Mental Health and Mental Illness are not the same

It is World Mental Health Day and yes, I am so glad that we are ending the stigma associated with having a mental health problem, it is much needed and long overdue. However, I will say there needs to be a clear distinction. Mental health is not the same as mental illness. It’s not. So often we use these words interchangeably but in actuality the distinction between health and illness is a big deal. So as you read on let me help shed some light on the difference. 

Just like we all have heart health, we all have mental health. How we manage our emotions, thoughts, behavior, perception of the world, relationships, and problems is called our wellbeing which makes up our mental health. To promote heart health we do things like exercise and monitor our blood pressure to minimize the risk of disease and heart attacks. To promote mental health we do things like exercise and monitor our wellbeing to minimize the risk of disease and possible suicide attempts. 

A mental illness is defined by the American Psychiatric Association as “health conditions involving changes in emotion, thinking or behavior (or a combination of these). Mental illnesses are associated with distress and/or problems functioning in social, work or family activities.” A mental illness permeates a person’s life and creates such a noticeable impact that a person seeks out support. What’s unfortunate is that for someone to get help for their heart is seen as normal and free of shame whereas to get help because someone might have thoughts of suicide is seen as morally wrong and shameful. 

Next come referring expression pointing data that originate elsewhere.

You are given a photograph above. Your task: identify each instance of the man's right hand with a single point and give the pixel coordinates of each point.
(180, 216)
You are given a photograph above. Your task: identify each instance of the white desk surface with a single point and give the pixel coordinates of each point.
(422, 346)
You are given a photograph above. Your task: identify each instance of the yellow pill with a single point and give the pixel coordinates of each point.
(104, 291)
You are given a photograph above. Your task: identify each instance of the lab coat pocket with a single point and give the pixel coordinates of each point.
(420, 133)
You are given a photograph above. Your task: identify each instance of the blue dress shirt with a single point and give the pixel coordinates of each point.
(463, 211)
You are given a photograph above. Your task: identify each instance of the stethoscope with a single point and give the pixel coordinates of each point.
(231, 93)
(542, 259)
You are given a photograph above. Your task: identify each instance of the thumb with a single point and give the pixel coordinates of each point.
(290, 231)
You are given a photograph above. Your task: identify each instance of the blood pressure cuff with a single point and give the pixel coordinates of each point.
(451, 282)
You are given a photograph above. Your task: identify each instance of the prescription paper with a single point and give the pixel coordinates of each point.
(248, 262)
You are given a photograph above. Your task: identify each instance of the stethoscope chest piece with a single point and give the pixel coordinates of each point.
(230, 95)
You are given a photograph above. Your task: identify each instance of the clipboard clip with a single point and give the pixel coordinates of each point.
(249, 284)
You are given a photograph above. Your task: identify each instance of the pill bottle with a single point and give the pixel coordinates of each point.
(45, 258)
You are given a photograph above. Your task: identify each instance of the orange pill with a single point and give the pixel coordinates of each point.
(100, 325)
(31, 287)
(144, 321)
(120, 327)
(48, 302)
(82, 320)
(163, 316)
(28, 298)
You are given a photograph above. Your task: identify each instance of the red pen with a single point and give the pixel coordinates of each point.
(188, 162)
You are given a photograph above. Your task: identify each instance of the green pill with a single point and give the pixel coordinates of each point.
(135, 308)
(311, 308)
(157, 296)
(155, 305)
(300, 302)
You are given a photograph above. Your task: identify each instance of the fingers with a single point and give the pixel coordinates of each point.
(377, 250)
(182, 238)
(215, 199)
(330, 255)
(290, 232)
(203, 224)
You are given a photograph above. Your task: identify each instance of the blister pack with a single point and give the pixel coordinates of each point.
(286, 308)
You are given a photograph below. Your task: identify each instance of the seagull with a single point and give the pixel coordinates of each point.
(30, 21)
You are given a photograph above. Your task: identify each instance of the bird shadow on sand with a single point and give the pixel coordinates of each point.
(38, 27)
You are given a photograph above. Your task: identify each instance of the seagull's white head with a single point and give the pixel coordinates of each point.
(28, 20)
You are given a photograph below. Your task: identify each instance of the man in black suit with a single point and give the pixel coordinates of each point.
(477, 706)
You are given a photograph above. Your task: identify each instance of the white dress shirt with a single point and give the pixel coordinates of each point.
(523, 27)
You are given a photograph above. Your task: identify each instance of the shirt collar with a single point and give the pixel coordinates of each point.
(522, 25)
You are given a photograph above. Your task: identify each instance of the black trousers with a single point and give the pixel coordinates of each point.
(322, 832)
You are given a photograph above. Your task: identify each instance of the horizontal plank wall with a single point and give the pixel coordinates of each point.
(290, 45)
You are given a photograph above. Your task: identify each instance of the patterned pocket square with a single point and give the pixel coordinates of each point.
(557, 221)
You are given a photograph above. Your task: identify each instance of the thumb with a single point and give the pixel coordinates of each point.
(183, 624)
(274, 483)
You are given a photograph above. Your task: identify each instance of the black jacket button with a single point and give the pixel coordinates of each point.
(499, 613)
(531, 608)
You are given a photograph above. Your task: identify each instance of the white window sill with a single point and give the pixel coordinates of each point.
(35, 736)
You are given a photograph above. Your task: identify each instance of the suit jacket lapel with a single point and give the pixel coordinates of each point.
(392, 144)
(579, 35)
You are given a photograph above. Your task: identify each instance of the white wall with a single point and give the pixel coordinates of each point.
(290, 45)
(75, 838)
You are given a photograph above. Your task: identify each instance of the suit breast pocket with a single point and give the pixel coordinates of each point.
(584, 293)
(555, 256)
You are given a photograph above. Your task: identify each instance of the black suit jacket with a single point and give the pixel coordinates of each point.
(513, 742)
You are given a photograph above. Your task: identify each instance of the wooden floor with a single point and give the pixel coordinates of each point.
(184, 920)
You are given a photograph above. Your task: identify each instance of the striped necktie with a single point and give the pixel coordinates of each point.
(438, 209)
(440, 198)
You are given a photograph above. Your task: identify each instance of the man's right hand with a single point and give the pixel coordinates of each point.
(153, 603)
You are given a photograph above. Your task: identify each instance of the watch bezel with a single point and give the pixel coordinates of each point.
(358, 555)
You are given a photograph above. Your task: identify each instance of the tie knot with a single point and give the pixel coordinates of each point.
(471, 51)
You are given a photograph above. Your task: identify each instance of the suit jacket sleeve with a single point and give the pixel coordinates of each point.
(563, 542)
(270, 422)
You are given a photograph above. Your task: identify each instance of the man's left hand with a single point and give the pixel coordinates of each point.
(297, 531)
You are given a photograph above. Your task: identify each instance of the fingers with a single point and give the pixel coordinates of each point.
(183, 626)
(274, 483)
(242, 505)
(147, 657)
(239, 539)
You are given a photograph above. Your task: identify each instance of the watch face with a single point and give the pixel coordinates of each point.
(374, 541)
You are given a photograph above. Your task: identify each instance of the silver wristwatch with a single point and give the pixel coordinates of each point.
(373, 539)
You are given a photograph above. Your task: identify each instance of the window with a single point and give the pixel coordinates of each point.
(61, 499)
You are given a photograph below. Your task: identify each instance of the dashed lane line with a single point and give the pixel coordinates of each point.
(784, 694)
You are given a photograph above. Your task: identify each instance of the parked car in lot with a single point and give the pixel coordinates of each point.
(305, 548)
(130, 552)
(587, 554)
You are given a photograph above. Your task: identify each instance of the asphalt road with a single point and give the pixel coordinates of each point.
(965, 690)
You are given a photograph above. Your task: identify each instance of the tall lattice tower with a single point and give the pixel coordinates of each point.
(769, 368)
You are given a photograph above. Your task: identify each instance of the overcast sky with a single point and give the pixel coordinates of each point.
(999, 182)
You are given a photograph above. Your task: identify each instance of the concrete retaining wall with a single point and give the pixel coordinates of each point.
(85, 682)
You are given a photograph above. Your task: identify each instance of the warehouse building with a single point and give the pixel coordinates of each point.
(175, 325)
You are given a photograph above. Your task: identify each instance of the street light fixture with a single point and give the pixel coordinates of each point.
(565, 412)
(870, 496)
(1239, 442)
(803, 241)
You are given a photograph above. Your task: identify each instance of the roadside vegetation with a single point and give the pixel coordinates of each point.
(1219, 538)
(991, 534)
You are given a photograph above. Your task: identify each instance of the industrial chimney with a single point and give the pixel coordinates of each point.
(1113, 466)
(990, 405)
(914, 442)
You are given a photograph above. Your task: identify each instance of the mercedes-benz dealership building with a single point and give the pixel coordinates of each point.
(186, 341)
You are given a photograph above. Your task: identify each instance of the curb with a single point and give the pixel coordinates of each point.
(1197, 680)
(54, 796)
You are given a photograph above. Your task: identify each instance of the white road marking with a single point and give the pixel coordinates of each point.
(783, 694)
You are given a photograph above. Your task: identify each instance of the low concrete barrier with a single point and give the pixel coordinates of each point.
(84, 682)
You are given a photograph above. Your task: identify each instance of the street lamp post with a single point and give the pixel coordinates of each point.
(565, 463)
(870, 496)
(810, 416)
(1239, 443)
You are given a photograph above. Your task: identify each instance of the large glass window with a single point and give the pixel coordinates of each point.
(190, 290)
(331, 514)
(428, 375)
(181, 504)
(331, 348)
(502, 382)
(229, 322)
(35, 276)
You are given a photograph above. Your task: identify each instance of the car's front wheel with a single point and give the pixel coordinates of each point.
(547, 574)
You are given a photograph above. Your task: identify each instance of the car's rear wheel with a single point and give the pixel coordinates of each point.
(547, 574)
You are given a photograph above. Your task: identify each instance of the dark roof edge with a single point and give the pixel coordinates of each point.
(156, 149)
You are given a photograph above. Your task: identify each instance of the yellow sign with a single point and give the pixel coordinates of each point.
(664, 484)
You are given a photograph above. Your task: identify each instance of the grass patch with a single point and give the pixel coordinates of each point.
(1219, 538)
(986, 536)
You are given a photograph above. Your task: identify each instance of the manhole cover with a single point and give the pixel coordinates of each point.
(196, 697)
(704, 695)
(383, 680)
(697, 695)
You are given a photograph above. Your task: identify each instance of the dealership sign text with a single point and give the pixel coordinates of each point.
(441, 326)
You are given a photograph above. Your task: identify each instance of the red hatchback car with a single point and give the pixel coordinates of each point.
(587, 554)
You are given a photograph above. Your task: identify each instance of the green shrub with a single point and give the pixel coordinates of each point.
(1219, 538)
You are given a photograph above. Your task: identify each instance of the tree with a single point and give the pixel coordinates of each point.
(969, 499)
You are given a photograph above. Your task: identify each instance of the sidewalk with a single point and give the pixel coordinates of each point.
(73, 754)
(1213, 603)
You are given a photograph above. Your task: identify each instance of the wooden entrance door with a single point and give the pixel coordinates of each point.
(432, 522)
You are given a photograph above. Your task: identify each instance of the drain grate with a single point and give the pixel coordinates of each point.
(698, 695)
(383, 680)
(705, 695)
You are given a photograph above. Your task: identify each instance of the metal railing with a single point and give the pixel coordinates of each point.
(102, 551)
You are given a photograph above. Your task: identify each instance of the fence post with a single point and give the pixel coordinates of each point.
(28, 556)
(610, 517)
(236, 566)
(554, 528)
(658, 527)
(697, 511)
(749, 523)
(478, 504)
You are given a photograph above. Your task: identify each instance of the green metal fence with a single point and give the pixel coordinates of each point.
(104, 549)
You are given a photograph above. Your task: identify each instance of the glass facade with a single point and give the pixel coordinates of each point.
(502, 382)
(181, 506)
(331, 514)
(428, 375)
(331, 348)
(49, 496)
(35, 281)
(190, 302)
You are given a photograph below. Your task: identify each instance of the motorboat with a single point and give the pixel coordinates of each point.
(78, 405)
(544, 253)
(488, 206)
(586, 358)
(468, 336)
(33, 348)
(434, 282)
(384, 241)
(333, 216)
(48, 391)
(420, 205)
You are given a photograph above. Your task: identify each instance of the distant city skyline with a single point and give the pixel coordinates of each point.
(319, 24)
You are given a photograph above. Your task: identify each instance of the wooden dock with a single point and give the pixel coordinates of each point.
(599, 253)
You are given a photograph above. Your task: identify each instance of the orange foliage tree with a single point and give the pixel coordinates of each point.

This is where we need to continue working together to change the perception that mental health and mental illness are associated with someone’s moral character. They’re not. The same as someone’s moral character does not determine the likelihood they will have a heart attack. 

Like other umbrellas of health, mental health also falls on a spectrum. For heart health, you see elite athletes breaking world records to someone who has a heart that barely works and is waiting for a transplant. For mental health it can range from a very high functioning mentally healthy person to a person who is hospitalized due to their brain causing significant impairment to their safety and the safety of others. The trouble is that mental illness can oftentimes be invisible. When we see someone who seems to “have it all” and everyone who knows them is shocked and “never knew” they struggled with thoughts of suicide until they died from it. 

Mental illness is a disease of the brain just like high blood pressure is a disease of the heart. And because the brain is the new frontier in medicine we still have a lot to learn. What we do know is that when someone can be completely honest about their wellbeing without judgment they are more likely to get the support they need. 

Now that we know that we all have mental health just like we all have heart health let’s promote it. And now that we know that those with a mental illness are just like anyone else with a medical diagnosis, let’s be supportive of them too. Because, honestly, we are all trying to get through this thing called life. We don’t get to choose how our physical body is going to work but we do get to choose how we are going to use it; let’s use it for good.